Fortunately, complex regional pain syndrome rarely develops without a known predisposing event such as trauma or immobilization. After a fracture, cast tightness should be carefully assessed, and the limb recast if pressure within the cast becomes excessive due to swelling. The cast should be removed and the limb mobilized as soon as it is safe from an orthopedic standpoint. If range of motion appears less than expected, physical therapy should aggressively increase range of motion. Before removal of the cast, motion should be encouraged across uninvolved joints of the same limb. There is level II evidence that the use of vitamin C (500 to 1000 mg for 50 days) from the date of injury reduces the development of CRPS I in patients with wrist fractures (Perez et al 2010). In patients with a previous history of CRPS anywhere in the body, the risk of new CRPS is increased; therefore, surgery should be restricted to operations with unequivocal indications and no available alternative conservative treatment and postponed until CRPS I signs are minimal, if possible (Perez et al 2010). There is level III evidence that perioperative administration of salmon calcitonin may help prevent development of CRPS I postoperatively (Perez et al 2010).

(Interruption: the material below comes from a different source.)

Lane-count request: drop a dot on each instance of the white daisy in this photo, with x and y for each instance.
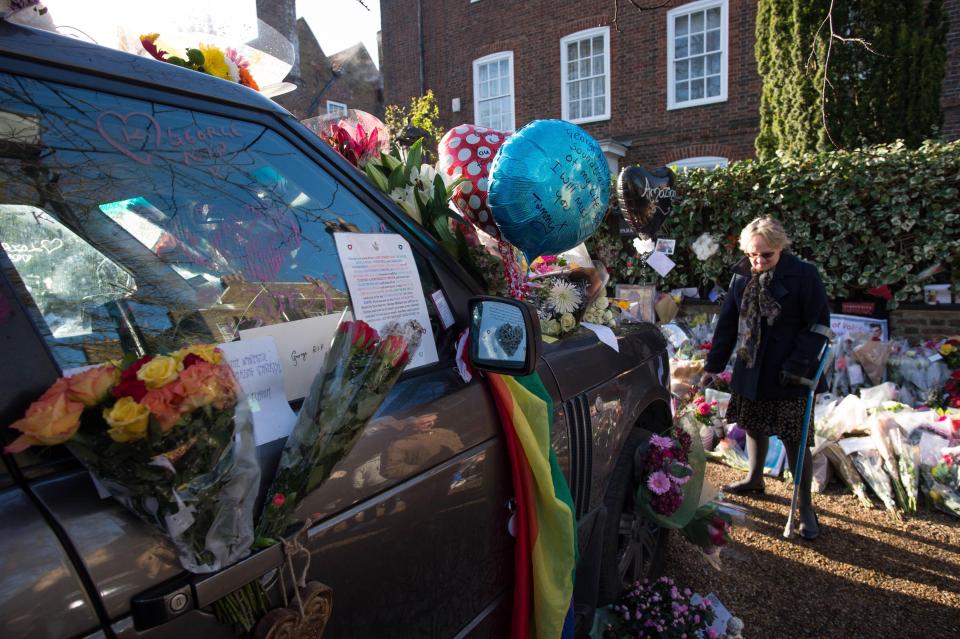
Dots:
(643, 246)
(564, 297)
(705, 247)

CRPS has been described in patients with hemiparesis due to stroke, especially in the upper extremities, due to biomechanical factors and microtrauma (Chae 2010). Care should be taken post-stroke not to injure any joint or joint capsule, especially the shoulder. All caregivers should be informed of the loss of sensation on the affected side and the consequent absence of forewarning by the patient with passive movement.